Anyone weaned off a steady diet of stories about life in a can that flows through the unknown can probably foresee the path – the psychological, technological and potentially extraterrestrial obstacles that these interstellar children in home school face. Why mention any precedents? In that way lies space madness. Better to scan Voyagers for allegorical significance there is no lack of that in the tribe discord which erupts from its ominous silence. As these YA astronauts come into contact with their basic instincts – a journey that begins with some exploratory groping before moving on to the teenage spirit authority, Kurt Cobain, who once called territorial pissing – the film suggests a classic classroom rebellion story sucked into a sci-fi-rum. Is the children’s primary focal point a metaphor for a sudden flushing of pubescent hormones and perhaps the general disillusionment that sometimes accompanies them? Another way among many to read the film is as a drama about a generation that opposes another’s expectations – about Zoomers (in spirit if not era), pushing back towards the environmental and professional obligations created by their elders betrayal.

The problem with Voyagers is that its power is quite allegorical. The more the film begins to look like a deep space Lord of the Flies—Complete with fabulous animals, outcast piggy and urgent hunts over the futuristic version of a remote island – the more predictable it becomes. Neil Burger, director at the helm of this fast-moving vessel, gives the conventions a seductive sheen of utilitarian probability: He has created a zero-G thriller that is at once beautiful in its cosmic and cosmetic design and claustrophobic credible in how unglamorous it makes space travel appear. What he has not done is tap the audience into the sensory awakening that drives the plot. Burger tries to express this experience through feverish montage flashes of decomposed water, leaping animals, blooming flowers and expanding pupils. This is basically the way he visualized balloon intellect Unlimited– “expand the mind” as a music video supercut of stock B-roll retrieved from a database.
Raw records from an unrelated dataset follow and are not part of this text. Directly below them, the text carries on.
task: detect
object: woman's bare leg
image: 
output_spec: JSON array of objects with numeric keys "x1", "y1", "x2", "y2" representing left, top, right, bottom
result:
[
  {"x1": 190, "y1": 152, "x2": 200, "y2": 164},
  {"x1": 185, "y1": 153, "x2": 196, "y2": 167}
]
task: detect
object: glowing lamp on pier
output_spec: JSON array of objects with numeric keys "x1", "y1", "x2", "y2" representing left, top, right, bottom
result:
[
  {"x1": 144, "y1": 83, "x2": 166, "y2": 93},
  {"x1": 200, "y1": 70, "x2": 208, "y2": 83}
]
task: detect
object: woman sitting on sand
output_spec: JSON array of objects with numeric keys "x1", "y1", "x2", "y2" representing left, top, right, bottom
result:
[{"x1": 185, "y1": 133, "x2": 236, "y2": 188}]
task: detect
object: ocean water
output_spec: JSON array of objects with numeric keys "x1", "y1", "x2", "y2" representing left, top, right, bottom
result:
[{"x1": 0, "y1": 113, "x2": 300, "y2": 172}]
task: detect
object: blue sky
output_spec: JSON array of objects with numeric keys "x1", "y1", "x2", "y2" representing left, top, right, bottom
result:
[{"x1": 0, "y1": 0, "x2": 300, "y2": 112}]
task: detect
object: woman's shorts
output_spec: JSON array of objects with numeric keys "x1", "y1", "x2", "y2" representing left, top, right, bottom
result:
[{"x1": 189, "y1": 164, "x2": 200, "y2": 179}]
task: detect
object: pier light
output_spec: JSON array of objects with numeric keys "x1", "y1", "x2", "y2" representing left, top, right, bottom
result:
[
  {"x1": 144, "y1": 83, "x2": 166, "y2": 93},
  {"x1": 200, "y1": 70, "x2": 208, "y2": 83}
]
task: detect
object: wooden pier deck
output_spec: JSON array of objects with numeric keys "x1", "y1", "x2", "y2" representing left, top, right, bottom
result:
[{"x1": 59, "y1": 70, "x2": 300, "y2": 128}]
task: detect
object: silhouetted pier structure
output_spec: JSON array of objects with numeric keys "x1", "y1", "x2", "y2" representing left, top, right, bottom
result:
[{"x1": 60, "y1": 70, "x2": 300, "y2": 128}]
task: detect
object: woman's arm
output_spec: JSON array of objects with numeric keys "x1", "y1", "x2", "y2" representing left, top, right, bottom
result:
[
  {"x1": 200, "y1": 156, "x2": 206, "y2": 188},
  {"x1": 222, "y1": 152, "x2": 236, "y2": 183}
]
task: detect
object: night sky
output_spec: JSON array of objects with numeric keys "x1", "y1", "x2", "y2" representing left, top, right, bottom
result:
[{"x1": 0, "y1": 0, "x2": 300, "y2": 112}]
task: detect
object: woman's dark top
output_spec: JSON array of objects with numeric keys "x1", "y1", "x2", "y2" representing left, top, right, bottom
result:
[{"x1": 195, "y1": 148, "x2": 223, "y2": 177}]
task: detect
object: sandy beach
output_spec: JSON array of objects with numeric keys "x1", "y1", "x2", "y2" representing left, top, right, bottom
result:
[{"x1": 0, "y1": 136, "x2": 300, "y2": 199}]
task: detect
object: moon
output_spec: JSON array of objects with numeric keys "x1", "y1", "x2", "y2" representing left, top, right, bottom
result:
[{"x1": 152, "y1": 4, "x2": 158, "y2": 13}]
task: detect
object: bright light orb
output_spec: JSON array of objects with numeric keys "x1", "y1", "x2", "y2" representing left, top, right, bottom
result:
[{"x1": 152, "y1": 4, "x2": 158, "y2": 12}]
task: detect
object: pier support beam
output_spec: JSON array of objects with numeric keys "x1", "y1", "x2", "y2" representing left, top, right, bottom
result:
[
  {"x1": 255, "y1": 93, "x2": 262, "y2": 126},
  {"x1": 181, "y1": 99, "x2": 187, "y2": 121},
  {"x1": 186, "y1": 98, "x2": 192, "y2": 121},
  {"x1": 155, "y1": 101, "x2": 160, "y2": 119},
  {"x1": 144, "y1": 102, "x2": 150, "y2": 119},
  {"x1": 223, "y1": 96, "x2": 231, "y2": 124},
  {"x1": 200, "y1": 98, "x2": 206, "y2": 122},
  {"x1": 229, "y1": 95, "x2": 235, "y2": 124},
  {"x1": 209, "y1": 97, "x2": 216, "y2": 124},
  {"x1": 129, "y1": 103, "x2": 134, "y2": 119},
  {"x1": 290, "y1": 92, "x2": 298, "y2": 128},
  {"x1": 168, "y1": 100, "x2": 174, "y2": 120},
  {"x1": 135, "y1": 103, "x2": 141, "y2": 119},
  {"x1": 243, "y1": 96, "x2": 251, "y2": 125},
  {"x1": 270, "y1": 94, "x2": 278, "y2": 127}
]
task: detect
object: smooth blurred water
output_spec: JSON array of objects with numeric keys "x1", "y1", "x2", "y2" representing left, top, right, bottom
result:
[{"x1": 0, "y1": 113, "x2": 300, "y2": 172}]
Perhaps the film’s escalating conflict would be more exciting if the characters themselves (played by people like Tye Sheridan and Lily-Rose Depp, among an ensemble of twenty other models) were not so bright-eyed. To be fair by design: We follow a group of literally born saviors living lives devoted only to great duty and scientific protocol. Of course they would be awkwardly socialized robot teens with no personalities. But the film’s climax, their war between rational responsibility and hedonistic rejection of it, never wins more than an abstract pulse because the young Americans who take sides in the struggle are so interchangeable. (Only Dunkirk‘s Fionn Whitehead, as a villain’s power template, makes a great impression.) Voyagers is smooth and redirects enough and even occasionally artistic in its vision of a future placed in the hands of children struggling with the burden of their importance to it. But it is also a story about the struggle for humanity that makes humanity itself theoretical, just like the scientists in the film who dreamed of their misguided experiment in galactic manifest fate.